Quant à la violence de la répression, au moins trois personnes semblent avoir été tués par la Garde nationale ou d’autres forces de sécurité – dont deux manifestants et un militant pro-gouvernemental. Certains blâment le gouvernement pour trois meurtres supplémentaires par des civils armés ; dans un pays avec une moyenne de plus de 65 homicides par jour, il est tout à fait possible que ces gens aient agi de leur propre chef.

21 membres des forces de sécurité sont en état d’arrestation pour abus, y compris pour certains des meurtres.

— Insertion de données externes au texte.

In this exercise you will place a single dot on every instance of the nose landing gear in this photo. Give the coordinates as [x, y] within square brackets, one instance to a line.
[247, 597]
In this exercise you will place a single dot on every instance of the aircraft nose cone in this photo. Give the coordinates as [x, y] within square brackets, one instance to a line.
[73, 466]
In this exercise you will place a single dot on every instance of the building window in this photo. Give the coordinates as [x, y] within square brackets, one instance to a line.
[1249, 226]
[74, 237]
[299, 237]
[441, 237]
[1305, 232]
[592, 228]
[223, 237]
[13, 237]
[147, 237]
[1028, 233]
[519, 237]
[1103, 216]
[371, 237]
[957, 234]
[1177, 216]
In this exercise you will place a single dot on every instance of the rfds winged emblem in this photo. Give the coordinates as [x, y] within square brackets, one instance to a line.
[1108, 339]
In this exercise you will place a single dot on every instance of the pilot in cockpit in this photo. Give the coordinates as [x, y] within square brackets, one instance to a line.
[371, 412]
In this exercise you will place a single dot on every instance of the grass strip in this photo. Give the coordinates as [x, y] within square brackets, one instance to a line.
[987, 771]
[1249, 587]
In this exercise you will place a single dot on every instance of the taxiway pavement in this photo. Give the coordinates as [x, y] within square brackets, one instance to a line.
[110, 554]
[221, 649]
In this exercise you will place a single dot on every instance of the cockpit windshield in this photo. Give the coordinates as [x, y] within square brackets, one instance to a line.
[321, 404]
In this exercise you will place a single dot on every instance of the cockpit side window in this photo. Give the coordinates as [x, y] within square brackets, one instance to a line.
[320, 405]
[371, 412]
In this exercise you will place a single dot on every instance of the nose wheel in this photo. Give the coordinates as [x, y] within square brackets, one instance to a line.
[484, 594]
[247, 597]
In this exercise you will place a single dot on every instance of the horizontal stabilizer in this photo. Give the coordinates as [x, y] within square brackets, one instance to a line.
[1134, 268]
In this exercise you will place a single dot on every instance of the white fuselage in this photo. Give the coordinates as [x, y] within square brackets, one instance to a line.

Il n’y a pas de « campagne de terreur ».

Dans le même temps, il est difficile de trouver une dénonciation sérieuse de la violence des principaux dirigeants de l’opposition. Les sondages indiquent que les protestations sont très impopulaires au Venezuela, même si elles font beaucoup mieux à l’étranger où elles sont présentées comme des « manifestations pacifiques » par des gens comme Kerry. Les sondages indiquent également que la majorité des Vénézuéliens voient ces perturbations pour ce qu’elles sont : une tentative de renverser le gouvernement élu.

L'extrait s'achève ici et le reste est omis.